Il caffé di Mary è l'unico posto dove in questo momento mi va di stare, anche perché la fame non mi ha di certo abbandonato in quel lasso di tempo.
Non so perché, ma sento il bisogno di parlare con qualcuno di quello che è successo su quella scena del crimine, e so perfettamente che lei mi ascolterà senza troppi problemi.
- Ti vedo veramente scossa, Yuki - ammette, preoccupata - Insomma, non sei il tipo che perde il controllo -.
- Non so cosa mi sia preso - sono costretta ad ammettere, anche se la cosa mi infastidisce. Non sapere è la cosa che sopporto di meno. - Ma quell'uomo in nero mi mette i brividi, non so spiegarmelo - farfuglio in fretta, bevendo il mio caffé.
- Uomo in nero? Di chi stai parlando? - domanda confusa.
In effetti non ero ancora arrivata a quella parte, ancora una volta colpa della mia boccaccia.
- Immagino sia il maggiordomo di quel Ciel Phantomhive.. -.
- Sebastian Micaelis? - chiede lei, prima ancora che finisca la mia frase.
Sollevo lo sguardo, confusa. - Davvero sono l'unica che non aveva mai sentito parlare di lui? -.
- Beh, non è che conosca la storia della sua vita - ammette - Ma so che ormai è un fidato membro dello staff della famiglia Phantomhive, o di quello che ne rimane -.
- E in lui non hai notato niente di strano? - le chiedo, incuriosita.
- Ad essere sincera non l'ho mai incontrato, ma più di una persona mi ha confidato che è un tipo parecchio misterioso - è tutto quello che mi sa dire, nel silenzio del caffé mezzo vuoto.

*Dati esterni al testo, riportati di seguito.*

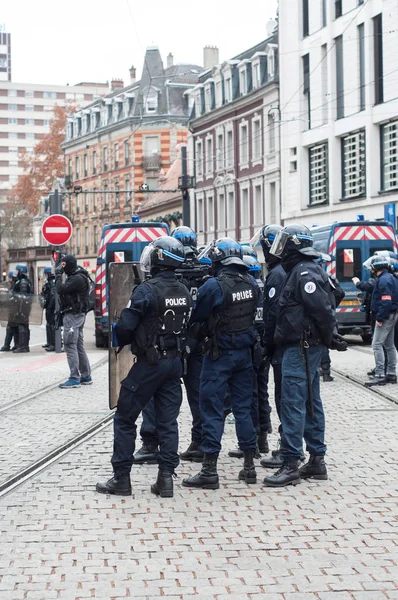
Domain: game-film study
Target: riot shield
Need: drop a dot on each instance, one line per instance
(123, 278)
(23, 309)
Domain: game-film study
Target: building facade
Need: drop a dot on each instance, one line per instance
(233, 146)
(122, 141)
(339, 108)
(25, 113)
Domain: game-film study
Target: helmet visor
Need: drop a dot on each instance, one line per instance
(205, 253)
(255, 239)
(145, 260)
(279, 244)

- C'è qualcosa nei suoi occhi, qualcosa di strano, quando mi ha guardato - è tutto quello che mi esce, ancora come un pensiero ad alta voce - E' come se dentro di me sapessi che ha qualcosa che non va, mi spiego? -.
- Un sesto senso magari? - azzarda lei, arrampicandosi sugli specchi.
- Non credo a questo genere di cose - mormoro, scuotendo appena il capo - O non ci credevo fino ad ora - aggiungo comunque, riflettendoci su. Approfittando del momento di silenzio che si è creato, finisco il mio caffé, notando poi con dispiacere che sto facendo tardi.
- Devo andare, la prossima visita è tra poco, dovrò correre - ammetto, lasciando i soldi sul tavolo - Grazie per avermi ascoltato! - urlo senza girarmi di nuovo, ma puntando direttamente all'uscita.
- Quando vuoi - mi pare di udire, ma non posso esserne più di tanto sicura.
Mi incammino così verso la prossima casa, sapendo benissimo che oggi farò veramente tardi. 
Tutti questi sacrifici mi porteranno dove voglio arrivare, però, lo so: uno studio tutto mio, dove poter operare per tutti quelli che non possono permettersi le fatture di un medico qualsiasi. Dove poter dare cosigli in tempi così duri.
Si, è questo che voglio fare.
Dimenticandomi per un momento dell'accaduto di quel giorno, aumento il passo, superando ostacoli e persone, concentrandomi su altro.
La cena; si, stasera preparerò io la cena, un semplice segno di gratitudine per le uniche due persone che hanno sempre creduto in me.
Potrei comprare alcuni ingredienti sulla via del ritorno, e magari ancora qualche pasticcino. Ogni tanto ci si può abbandonare a qualche sfizio, in fondo. E io non me ne concedo ormai da troppo tempo.
In preda a quei pensieri quasi vado contro una giovane ragazza, che per fortuna riesco ad evitare all'ultimo; ormai non manca molto per la casa del mio prossimo paziente, questione di isolati. 
Ormai ci sono, ma con me c'è ancora quella strana sensazione, come se qualcuno mi stesse ancora guardando.
La strada è ancora affollata, probabilmente è solo la mia immaginazione, ma questo non mi impedisce di fermarmi per un momento a controllare. Ovviamente alle mie spalle è tutto apposto, e un senso di stupidità si annida immediatamente dentro di me, facendomi allungare ancora una volta il passo.